Tras reflexionar sobre los edificios icónicos que se están construyendo en muchas ciudades, propongo una reflexión sobre un tipo de edificación muy diferente: la vivienda habitual. Que existan varias palabras para referirse a lo mismo, aun con matices distintos, nos habla de la importancia de la realidad nombrada ya que se ha visto la necesidad de forjar vocablos diferentes para designar distintos aspectos. Vivienda, casa, morada, domicilio, residencia, hogar, inmueble, apartamento, piso… no dicen exactamente lo mismo, pero lo nombrado sí lo es básicamente, aunque desde ángulos y perspectivas diferentes. Pasa igual con los verbos: vivir, habitar, morar, residir, alojarse…
Conocemos muy bien los distintos tipos básicos de vivienda de las ciudades y pueblos de nuestro entorno cultural. Los más habituales, los edificios de pisos de muy diferentes alturas y las viviendas independientes como los chalets, ahora muchos de ellos adosados. La tipología de viviendas es mayor y variada: caseríos, masías o análogos que tienen un historia de uso diferente (aperos de labranza, ganado…); las casas lujosas, los enormes pisos o mansiones, algunas de ellas palacios, etc.
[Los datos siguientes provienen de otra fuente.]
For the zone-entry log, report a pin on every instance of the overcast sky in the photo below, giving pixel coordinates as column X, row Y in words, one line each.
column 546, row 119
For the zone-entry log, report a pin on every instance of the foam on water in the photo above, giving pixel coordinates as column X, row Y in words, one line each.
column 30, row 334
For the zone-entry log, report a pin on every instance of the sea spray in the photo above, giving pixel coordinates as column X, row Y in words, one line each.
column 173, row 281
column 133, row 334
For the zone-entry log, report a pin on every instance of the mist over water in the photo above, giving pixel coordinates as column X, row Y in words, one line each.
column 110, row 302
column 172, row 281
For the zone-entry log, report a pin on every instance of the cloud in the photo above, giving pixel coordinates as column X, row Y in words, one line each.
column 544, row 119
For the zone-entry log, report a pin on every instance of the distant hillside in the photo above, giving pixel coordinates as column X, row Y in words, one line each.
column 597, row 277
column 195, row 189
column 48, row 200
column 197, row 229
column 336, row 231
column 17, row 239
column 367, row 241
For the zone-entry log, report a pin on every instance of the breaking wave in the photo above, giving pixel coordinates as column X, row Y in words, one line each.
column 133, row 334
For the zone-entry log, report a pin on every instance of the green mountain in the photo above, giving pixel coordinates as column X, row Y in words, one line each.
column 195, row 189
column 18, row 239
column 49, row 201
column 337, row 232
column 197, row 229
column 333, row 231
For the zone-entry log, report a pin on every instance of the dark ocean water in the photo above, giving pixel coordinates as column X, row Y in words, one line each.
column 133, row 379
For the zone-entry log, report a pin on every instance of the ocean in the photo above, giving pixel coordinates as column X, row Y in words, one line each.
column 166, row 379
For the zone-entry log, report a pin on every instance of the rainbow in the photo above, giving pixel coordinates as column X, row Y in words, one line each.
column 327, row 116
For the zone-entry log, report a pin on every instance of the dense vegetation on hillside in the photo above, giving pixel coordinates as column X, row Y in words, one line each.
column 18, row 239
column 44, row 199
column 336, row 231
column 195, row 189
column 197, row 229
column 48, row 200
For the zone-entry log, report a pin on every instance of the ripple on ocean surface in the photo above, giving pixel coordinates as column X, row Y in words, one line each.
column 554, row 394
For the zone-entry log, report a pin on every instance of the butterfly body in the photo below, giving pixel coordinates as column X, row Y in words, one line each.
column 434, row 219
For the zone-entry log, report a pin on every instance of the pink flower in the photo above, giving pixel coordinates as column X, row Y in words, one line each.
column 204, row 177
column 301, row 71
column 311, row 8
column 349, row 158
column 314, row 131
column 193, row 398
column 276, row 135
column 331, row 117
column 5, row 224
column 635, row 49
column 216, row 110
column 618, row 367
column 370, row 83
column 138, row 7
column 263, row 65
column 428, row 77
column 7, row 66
No podemos perder de vista la relación intrínseca de las edificaciones y viviendas con el urbanismo. Barrio o urbanización, centro o periferia, son zonas definidas en gran parte por las vías de comunicación y los servicios públicos disponibles, así como por los lugares de reunión social, como determinadas calles, comerciales o de ocio, plazas, parques, teatros o centros comerciales. Las viviendas están en un entorno urbano, sea este grande o pequeño y, como solemos decir, están mejor o peor situadas, según los criterios de calidad valorados. A su vez, la ciudad está situada respecto del conjunto sociopolítico al que pertenece: ser o no ser capital, el acceso a ella desde la localidad correspondiente, y está situada en un entorno natural determinado por el clima, el acceso al agua…
Un acercamiento a la realidad de la vivienda lo podemos realizar atendiendo al interior de la misma. Dejamos para otra ocasión el entorno urbano y/o natural mencionado arriba. Quiero reflexionar sobre el significado existencial y antropológico de una casa media, sobre sus partes principales.
Interior y exterior
Estar en casa es una de las modos fundamentales de vivir para el ser humano. La casa se contrapone al exterior, a la calle, así como también se distingue de forma clara, la mayoría de las veces, del ámbito del trabajo. El tiempo que vivimos en casa es, o deseamos que sea, el tiempo de la convivencia y del descanso. Esta distinción entre interior y exterior se solapa con la de privado y público o social, que nombran dos formas de convivencia diferentes.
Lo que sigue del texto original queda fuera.